1. Stress sensor for a lifting and/or handling device including a lifting device (16) equipped with an attaching (24) for a “suspended” load (20), characterized in that it includes:

a support body (46) and a bearing cap (41) which, together, define at least one fluid compression chamber (43) and are designed to be interposed,

pressure measuring facilities (49) within the compression chamber (43).

2. A stress sensor according to claim 1, characterized in that support body (46) and bearing cap (41) contain a bore designed to accommodate the suspension rod (25) of the attaching device.

3. A stress sensor according to claim 1, characterized in that the compression chamber (43) is filled with a hydraulic fluid.

4. A stress sensor according to claim 3, characterized in that the compression chamber (43) is of the blind type.

5. A stress sensor according to claim 1, characterized in that compression chamber (43) is annular in shape.

6. A stress sensor according to claim 2, characterized in that compression chamber (43) and the receiving bore are coaxial.

7. A stress sensor according to claims 5, characterized in that compression chamber (43) is defined by an annular groove in bearing cap (41) in which an annular piston (45) supported by body (46) is engaged.

8. A stress sensor according to claim 7, characterized in that it includes means (50) of remote transmission of the information supplied by the measurement means.

9. A lifting device for the lifting-handling machine of a type comprising at least one attaching body (21, 56) equipped with an attaching device (24, 58) for a load (20) characterized in that it includes a stress sensor (40) according to claim 1, interposed between attaching body (21) and the attaching device (24).

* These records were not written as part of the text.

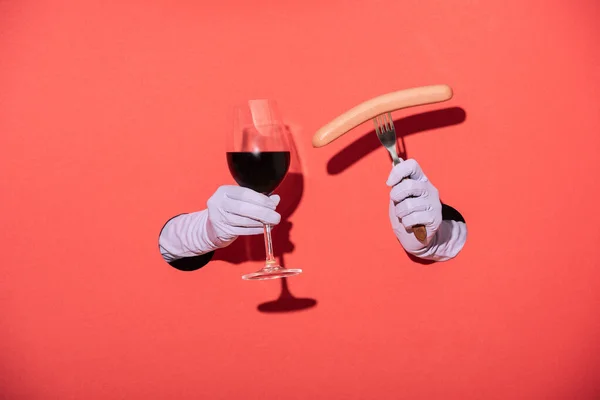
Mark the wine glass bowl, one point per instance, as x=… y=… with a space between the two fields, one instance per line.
x=258 y=157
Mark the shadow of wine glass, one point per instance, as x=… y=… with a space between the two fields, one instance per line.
x=286 y=302
x=252 y=248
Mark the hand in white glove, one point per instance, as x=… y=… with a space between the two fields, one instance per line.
x=236 y=211
x=231 y=211
x=413 y=201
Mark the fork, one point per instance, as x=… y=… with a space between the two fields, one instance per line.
x=386 y=133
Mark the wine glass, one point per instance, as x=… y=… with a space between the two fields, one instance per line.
x=258 y=156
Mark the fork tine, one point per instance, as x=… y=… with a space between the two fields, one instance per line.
x=390 y=121
x=377 y=125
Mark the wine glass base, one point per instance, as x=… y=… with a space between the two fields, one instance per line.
x=271 y=272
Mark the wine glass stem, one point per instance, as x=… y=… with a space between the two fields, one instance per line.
x=269 y=245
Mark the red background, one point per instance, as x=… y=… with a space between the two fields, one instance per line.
x=113 y=118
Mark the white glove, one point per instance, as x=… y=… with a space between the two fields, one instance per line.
x=413 y=201
x=231 y=211
x=445 y=239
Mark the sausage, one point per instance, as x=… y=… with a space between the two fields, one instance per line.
x=380 y=105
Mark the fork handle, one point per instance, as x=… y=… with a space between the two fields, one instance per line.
x=420 y=232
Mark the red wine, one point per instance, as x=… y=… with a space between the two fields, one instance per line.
x=261 y=171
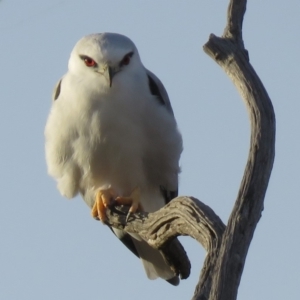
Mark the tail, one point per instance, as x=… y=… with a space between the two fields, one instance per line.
x=154 y=264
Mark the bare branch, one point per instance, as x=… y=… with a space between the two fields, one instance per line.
x=227 y=247
x=229 y=53
x=182 y=216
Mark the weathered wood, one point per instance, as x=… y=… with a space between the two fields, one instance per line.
x=227 y=247
x=230 y=54
x=182 y=216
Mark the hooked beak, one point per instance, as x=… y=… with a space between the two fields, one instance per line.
x=109 y=73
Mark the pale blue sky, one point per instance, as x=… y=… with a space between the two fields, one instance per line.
x=50 y=247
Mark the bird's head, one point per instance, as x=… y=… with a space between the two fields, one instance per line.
x=106 y=55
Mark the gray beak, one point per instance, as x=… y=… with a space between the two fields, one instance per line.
x=109 y=73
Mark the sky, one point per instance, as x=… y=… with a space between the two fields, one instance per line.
x=50 y=247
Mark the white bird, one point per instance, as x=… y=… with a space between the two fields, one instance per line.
x=111 y=134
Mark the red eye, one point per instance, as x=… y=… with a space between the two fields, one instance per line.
x=89 y=62
x=126 y=60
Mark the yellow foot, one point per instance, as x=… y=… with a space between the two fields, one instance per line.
x=133 y=200
x=103 y=199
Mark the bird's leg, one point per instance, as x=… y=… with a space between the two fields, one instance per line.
x=133 y=200
x=104 y=198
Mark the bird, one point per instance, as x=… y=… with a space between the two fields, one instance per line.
x=111 y=136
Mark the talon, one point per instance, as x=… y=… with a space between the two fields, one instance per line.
x=133 y=200
x=103 y=199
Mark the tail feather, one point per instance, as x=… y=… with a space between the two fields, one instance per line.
x=154 y=264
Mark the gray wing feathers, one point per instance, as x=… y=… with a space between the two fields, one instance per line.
x=159 y=90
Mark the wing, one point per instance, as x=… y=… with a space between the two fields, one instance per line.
x=56 y=90
x=157 y=89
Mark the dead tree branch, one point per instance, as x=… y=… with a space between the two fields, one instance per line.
x=227 y=247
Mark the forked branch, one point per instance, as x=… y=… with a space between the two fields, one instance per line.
x=227 y=247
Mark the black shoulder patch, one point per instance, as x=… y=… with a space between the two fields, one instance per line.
x=155 y=90
x=168 y=195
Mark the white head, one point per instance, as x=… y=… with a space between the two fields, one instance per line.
x=105 y=55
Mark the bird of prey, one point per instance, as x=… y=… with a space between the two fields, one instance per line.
x=111 y=136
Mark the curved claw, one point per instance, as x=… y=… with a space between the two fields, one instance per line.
x=133 y=200
x=104 y=198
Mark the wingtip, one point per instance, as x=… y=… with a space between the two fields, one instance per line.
x=174 y=281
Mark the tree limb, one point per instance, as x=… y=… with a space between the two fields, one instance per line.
x=227 y=247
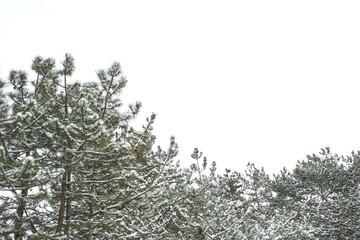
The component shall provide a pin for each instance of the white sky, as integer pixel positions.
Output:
(244, 81)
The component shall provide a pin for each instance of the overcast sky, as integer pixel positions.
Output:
(244, 81)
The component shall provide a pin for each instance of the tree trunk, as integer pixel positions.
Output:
(62, 200)
(68, 204)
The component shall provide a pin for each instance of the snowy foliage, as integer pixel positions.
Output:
(73, 167)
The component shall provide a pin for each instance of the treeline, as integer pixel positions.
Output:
(72, 167)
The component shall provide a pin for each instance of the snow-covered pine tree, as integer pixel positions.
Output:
(75, 168)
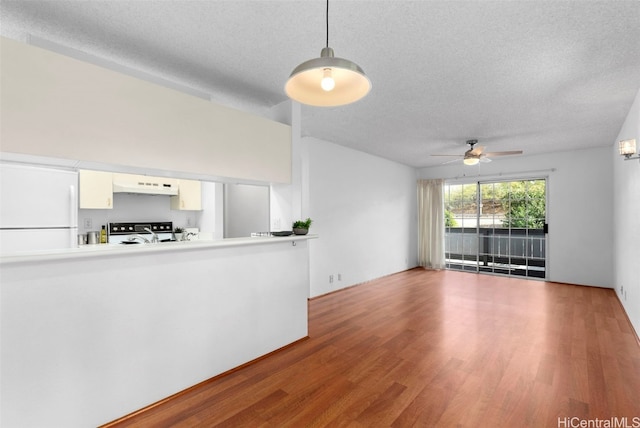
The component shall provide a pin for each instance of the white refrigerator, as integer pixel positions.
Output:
(38, 208)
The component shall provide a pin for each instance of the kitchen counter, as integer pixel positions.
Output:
(94, 333)
(101, 250)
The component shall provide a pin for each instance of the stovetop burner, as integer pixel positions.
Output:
(121, 232)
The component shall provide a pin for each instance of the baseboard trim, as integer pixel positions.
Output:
(198, 385)
(626, 315)
(361, 283)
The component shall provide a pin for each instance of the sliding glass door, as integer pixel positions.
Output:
(497, 227)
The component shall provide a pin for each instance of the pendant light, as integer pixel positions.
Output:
(327, 81)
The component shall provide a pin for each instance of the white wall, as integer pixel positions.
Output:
(580, 207)
(626, 220)
(88, 340)
(363, 208)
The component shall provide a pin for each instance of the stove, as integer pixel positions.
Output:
(134, 232)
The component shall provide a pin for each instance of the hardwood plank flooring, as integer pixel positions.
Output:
(433, 349)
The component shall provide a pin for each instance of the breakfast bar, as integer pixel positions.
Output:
(92, 334)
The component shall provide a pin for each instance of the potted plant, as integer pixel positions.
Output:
(178, 233)
(301, 227)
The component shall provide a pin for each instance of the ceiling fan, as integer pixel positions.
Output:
(477, 154)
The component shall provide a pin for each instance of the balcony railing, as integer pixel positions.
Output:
(514, 251)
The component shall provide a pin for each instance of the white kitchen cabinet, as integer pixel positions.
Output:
(189, 196)
(96, 190)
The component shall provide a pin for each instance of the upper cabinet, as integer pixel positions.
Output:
(189, 196)
(96, 190)
(60, 107)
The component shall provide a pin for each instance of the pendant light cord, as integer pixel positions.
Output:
(327, 23)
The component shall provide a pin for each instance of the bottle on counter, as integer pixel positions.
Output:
(103, 235)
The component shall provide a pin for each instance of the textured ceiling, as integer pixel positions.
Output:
(539, 76)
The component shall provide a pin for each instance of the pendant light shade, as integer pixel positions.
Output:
(327, 81)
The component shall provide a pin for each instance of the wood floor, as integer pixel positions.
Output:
(434, 349)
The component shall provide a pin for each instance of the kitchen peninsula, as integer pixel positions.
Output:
(90, 335)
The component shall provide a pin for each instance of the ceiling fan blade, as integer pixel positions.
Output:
(451, 161)
(507, 153)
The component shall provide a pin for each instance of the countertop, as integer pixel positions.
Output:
(100, 250)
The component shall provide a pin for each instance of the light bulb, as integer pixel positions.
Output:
(327, 80)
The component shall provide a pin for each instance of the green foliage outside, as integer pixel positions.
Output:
(449, 221)
(520, 204)
(525, 204)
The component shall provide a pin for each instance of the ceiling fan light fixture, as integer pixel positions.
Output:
(327, 81)
(471, 160)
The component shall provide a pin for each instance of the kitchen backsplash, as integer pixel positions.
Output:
(136, 208)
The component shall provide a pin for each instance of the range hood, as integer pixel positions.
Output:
(143, 185)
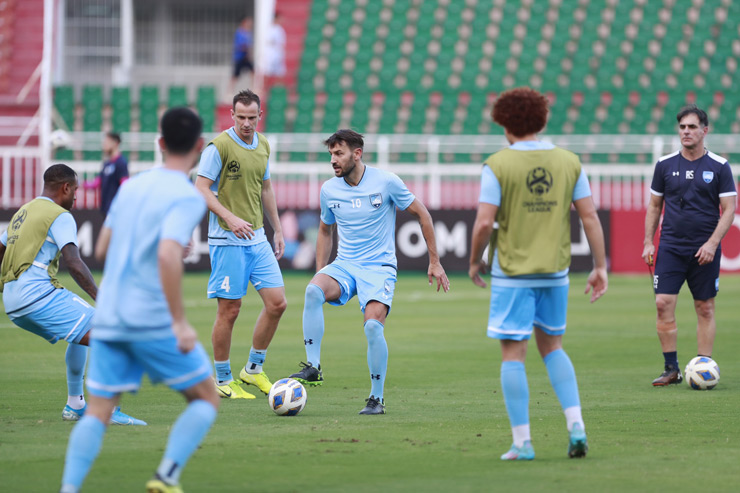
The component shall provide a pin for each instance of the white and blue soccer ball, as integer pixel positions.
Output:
(702, 373)
(287, 397)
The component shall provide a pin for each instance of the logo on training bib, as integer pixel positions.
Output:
(539, 181)
(18, 219)
(376, 200)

10. A lifting device according to claim 9, characterized in that it forms weighing lock (16) forming a rotating attachment for a load lifting beam (12) of a lifting-handling machine for a container (20) and whereby:

attaching body (21) includes axial guiding and immobilization means (35, 36) and rotation guiding means (23),

the attaching device (24) includes a rod (25), generally cylindrical, passing through the attaching body (21) and the stress sensor (40), held by guide and immobilization means and which, outside that body, includes a coupling end (26) with an alternate rotation drive transmission (28) and opposite, a shouldered head (30) designed to cooperate with an oblong mortise formed by container (20).

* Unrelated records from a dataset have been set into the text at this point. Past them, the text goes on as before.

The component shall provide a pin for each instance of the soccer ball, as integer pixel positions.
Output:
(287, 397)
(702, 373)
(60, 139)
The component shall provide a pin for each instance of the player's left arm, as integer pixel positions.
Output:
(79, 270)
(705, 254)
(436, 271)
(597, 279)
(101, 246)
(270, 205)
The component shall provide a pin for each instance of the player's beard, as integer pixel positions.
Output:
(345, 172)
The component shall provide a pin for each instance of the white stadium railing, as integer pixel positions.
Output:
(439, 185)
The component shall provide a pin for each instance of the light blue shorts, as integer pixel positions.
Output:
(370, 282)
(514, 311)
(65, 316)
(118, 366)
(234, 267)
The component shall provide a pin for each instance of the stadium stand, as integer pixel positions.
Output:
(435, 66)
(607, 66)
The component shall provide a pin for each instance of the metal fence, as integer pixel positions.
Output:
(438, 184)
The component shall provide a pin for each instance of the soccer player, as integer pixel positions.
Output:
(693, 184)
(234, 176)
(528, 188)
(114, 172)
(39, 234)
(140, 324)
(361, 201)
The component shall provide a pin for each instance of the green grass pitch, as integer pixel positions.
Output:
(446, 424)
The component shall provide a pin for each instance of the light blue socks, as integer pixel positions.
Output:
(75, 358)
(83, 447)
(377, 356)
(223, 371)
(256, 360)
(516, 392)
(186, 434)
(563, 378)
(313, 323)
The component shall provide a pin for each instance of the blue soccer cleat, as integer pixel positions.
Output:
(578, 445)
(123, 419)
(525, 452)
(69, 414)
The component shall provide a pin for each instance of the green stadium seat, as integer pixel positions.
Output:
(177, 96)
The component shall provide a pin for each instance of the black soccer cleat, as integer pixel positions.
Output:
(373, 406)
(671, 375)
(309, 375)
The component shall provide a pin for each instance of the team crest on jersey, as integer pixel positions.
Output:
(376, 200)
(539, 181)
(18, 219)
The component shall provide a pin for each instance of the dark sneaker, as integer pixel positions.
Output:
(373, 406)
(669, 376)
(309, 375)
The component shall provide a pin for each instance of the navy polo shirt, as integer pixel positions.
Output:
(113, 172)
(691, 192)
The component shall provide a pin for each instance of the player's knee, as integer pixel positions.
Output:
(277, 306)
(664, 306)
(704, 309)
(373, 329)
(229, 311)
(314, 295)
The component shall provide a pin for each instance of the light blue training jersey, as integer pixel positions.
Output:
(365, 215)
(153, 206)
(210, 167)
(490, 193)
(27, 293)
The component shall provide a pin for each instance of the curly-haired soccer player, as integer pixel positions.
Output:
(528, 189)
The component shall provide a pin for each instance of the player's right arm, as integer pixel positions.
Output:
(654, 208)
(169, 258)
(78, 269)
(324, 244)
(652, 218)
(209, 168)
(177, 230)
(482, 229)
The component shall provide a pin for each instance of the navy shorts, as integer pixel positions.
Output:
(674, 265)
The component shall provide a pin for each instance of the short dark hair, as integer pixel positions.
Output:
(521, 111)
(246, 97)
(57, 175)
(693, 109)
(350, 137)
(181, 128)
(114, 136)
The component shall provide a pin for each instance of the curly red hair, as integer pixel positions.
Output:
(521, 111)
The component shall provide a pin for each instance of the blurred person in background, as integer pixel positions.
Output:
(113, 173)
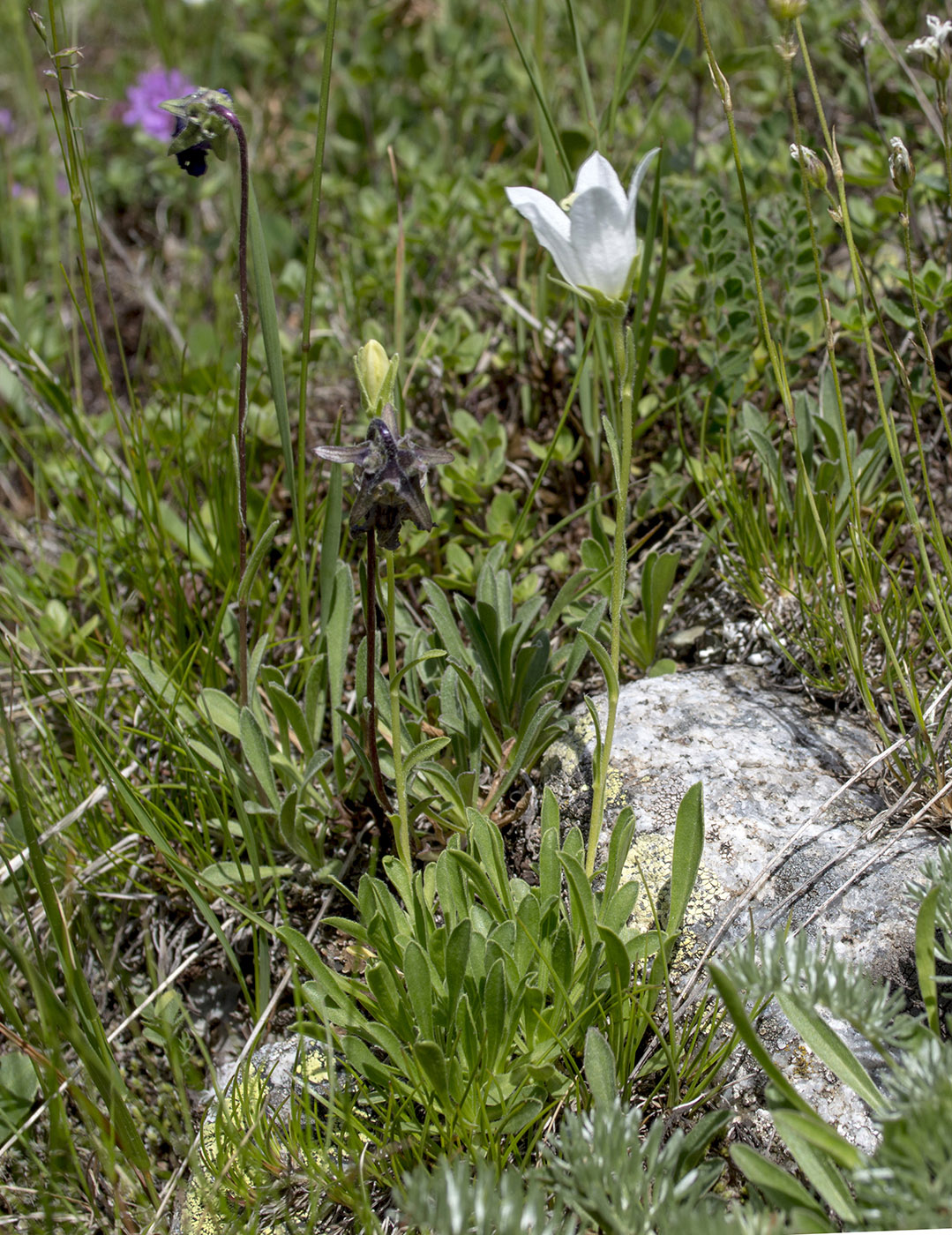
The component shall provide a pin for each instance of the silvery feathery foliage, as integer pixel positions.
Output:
(602, 1169)
(773, 963)
(908, 1182)
(624, 1183)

11. A lifting device according to claim 9, characterized in that it forms a crane hook (55) and whereby:

the attaching body (56) has axial guidance and immobilization means and rotation guidance means,

the attaching device (58) includes a hook (59) extending in the form of a rod (62) passing through body (56) and stress sensor (40) while being retained by the immobilization and guiding means (60) and which has, opposite hook (59), a bearing head (63) on cap (41) of stress sensor (40) interposed between attaching body (56) and attaching device (59).